Dagster Cloud Serverless is a fully managed version of Dagster Cloud, and is the easiest way to get started with Dagster. With Serverless, you can run your Dagster jobs without spinning up any infrastructure.
Serverless works best with workloads that primarily orchestrate other services or perform light computation. Most workloads fit into this category, especially those that orchestrate third-party SaaS products like cloud data warehouses and ETL tools.
If any of the following are applicable, you should select Hybrid deployment:
You require substantial computational resources. For example, training a large machine learning (ML) model in-process.
Your dataset is too large to fit in memory. For example, training a large machine learning (ML) model in-process on a terabyte of data.
You need to distribute computation across many nodes for a single run. Dagster Cloud runs currently execute on a single node with 4 CPUs.
You don't want to add Elementl as a data processor.
If you are a GitHub user, our GitHub integration is the fastest way to get started. It uses a GitHub app and GitHub Actions to set up a repo containing skeleton code and configuration consistent with Dagster Cloud's best practices with a single click.

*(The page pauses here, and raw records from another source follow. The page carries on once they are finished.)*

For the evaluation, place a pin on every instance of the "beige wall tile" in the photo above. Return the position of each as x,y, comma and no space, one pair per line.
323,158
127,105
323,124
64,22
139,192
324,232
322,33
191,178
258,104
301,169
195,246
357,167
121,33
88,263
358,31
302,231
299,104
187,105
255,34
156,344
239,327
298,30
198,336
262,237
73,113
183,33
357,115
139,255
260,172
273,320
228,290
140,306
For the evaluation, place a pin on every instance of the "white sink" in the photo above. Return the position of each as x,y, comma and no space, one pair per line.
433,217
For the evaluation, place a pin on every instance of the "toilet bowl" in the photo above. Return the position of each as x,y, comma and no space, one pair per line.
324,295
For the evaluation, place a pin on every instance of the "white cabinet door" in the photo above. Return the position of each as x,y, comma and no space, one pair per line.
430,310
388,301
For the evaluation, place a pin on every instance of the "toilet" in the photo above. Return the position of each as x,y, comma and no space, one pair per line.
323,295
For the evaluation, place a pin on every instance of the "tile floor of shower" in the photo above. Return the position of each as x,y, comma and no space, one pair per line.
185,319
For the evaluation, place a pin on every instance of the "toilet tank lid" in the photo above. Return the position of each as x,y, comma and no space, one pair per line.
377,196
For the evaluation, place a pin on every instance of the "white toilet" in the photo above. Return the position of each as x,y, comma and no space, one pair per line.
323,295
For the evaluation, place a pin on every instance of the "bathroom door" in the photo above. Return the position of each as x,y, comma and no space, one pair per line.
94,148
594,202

When you create a new Dagster Cloud organization, you'll be prompted to choose Serverless or Hybrid deployment. Once activated, our GitHub integration will scaffold a new git repo for you with Serverless and Branch Deployments already configured. Pushing to the main branch will deploy to your prod Serverless deployment. Pull requests will spin up ephemeral branch deployments using the Serverless agent.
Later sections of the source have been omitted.